Chinese Art

Chinese Art

Author: Patricia Bjaaland Welch

Publisher: Tuttle Publishing

Published: 2013-02-19

Total Pages: 300

ISBN-13: 1462906893

DOWNLOAD EBOOK

With over 630 striking color photos and illustrations, this Chinese art guide focuses on the rich tapestry of symbolism which makes up the basis of traditional Chinese art. Chinese Art: A Guide to Motifs and Visual Imagery includes detailed commentary and historical background information for the images that continuously reappear in the arts of China, including specific plants and animals, religious beings, mortals and inanimate objects. The book thoroughly illuminates the origins, common usages and diverse applications of popular Chinese symbols in a tone that is both engaging and authoritative.
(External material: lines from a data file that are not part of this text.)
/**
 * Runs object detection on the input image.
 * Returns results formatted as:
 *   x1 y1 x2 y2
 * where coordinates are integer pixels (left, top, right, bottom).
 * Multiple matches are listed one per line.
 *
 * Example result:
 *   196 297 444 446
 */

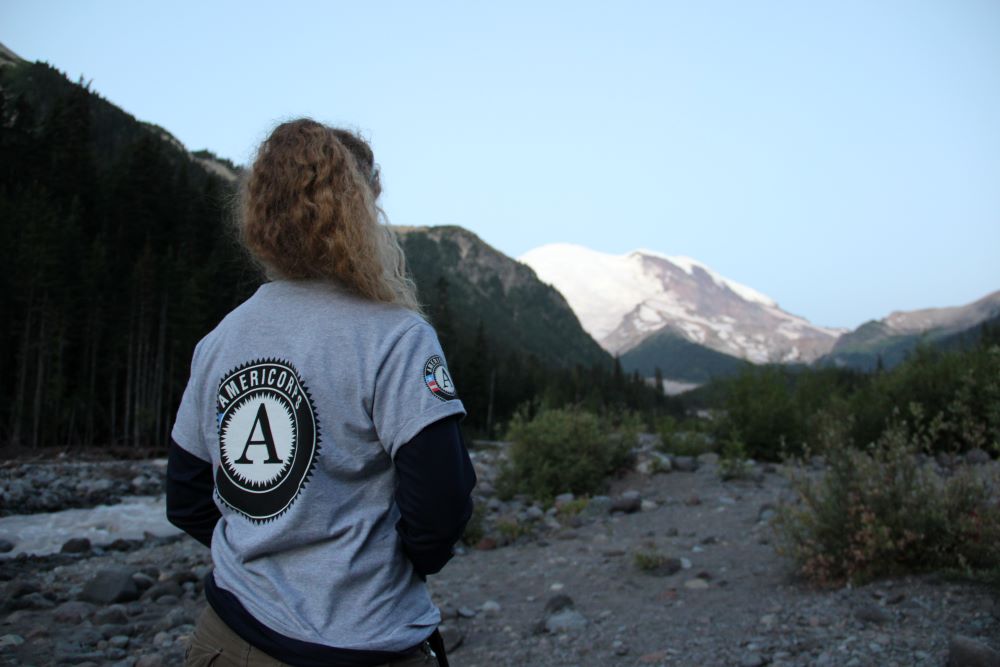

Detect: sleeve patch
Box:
424 354 458 401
Chinese Art: A Guide to Motifs and Visual Imagery is an essential reference for collectors, museum-goers, guides, students and anyone else with a serious interest in the culture and history of China.


Sawasa

Sawasa

Author: Rijksmuseum (Netherlands)

Publisher: University of Washington Press

Published: 1998

Total Pages: 132

ISBN-13:

DOWNLOAD EBOOK

"The exhibition 'Sawasa, Japanese export art in black and gold', with this accompanying publication, offers a first overview of Sawasa wares from the 17th and 18th centuries." "Sawasa is the Japanese name given to artefacts made by Asian artists and craftsmen, adopting European models combined with Japanese and Chinese materials and decorative motives. This decoration consists of refined gift relief and engravings on a lustrous lacquered surface." "Sawasa demonstrates not only the intercontinental commercial connections created by the Dutch East India Company (VOC) but also mutual cultural influences between Europe and Asia."--BOOK JACKET.


Lee Kong Chian Art Museum

Lee Kong Chian Art Museum

Author: Yaw Lu

Publisher: NUS Press

Published: 1990

Total Pages: 466

ISBN-13: 9789971691554

DOWNLOAD EBOOK

The Chinese art collection of the Lee Kong Chian Art Museum, National University of Singapore, is presented in this catalogue published to commemorate the Museum's official opening in August 1990. There are some 540 plates (350 in colour) giving prominent display to the collection, which has been organised into four main areas of Chinese art - Ceramics, Bronze, Archaic Jade, and Painting and Calligraphy. The ceramics section is the most extensive, covering some 6,000 years of Chinese history and representing a fairly complete cross-section of the various types of ceramic ware found through the millennia. Around 80 per cent of these pieces were acquired in the last six years, in the light of recent archaeological discoveries. Many of these are comparable to those found in famous collections the world over. There is also a brief introductory essay on each of the four sections.